In 2008, the British Medical Journal published the results of the Framingham Heart Study, a 20-year, 4,739 subject undertaking meant to evaluate whether happiness can spread from person to person, and whether niches of happiness can form within social networks. The findings were remarkable: clusters of happiness result from the spread of happiness – and not simply a tendency for people to associate with similar individuals.

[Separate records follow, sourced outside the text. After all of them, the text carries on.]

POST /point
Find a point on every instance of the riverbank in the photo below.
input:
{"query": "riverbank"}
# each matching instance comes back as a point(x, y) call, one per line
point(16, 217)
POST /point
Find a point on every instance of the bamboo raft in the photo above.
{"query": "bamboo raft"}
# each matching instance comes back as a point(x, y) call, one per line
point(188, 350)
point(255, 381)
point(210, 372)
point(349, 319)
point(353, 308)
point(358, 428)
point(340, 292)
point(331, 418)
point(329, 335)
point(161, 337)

Happiness, in other words, is not merely a function of individual experience or individual choice; it is also a currency among groups of people. In fact, changes in an individual’s happiness can ripple through social networks and give rise to widespread structure in the network, birthing clusters of happy and unhappy individuals. These results are especially phenomenal considering that the spread of happiness requires close physical proximity and that the effect decays over time.
The results line up consistently with prior studies on the evolutionary basis and necessity of human emotion. Aside from their internal and psychological relevance, emotions have a distinctly social role. We humans experience emotions inside and show them outside. The emotion of happiness, the study concludes, serves the evolutionary purpose of enhancing social bonds, like laughter and smiling. These outward expressions solidify social relationships: producing, rewarding, and encouraging others through ongoing social contact. This paves the way for the understanding that great psychological, social, and biological rationales exist to vindicate the idea that social networks are extremely relevant to human happiness.
The study also bumped up against the apparent limitations of this happiness spread, reaching at most three degrees of separation, similar to the behavioral spread of obesity and smoking. Although the personal effect between individuals may be strong, there is significant decay before reaching throughout the entire network; the cascading bloom of happiness is not limitless.
One aspect of this study that will be of particular interest for future students is that the research did not allow for an indication of the actual, causal mechanics of happiness spread. A plethora of mechanisms are possible. Happy people might be adjusting their behavior toward others, sharing outward emotional displays in genuinely contagious fashion. They may simply spread their good fortunate in functional, pragmatic terms through social largesse or financial generosity. The most important takeaway here is that, however it occurs, an individual’s happiness is paramount to society’s widespread and lasting wellbeing. When someone is happy, others are too. When people share happiness, critical elements of life ranging from health to productivity contribute to the expansive nature of our understanding of quality of life.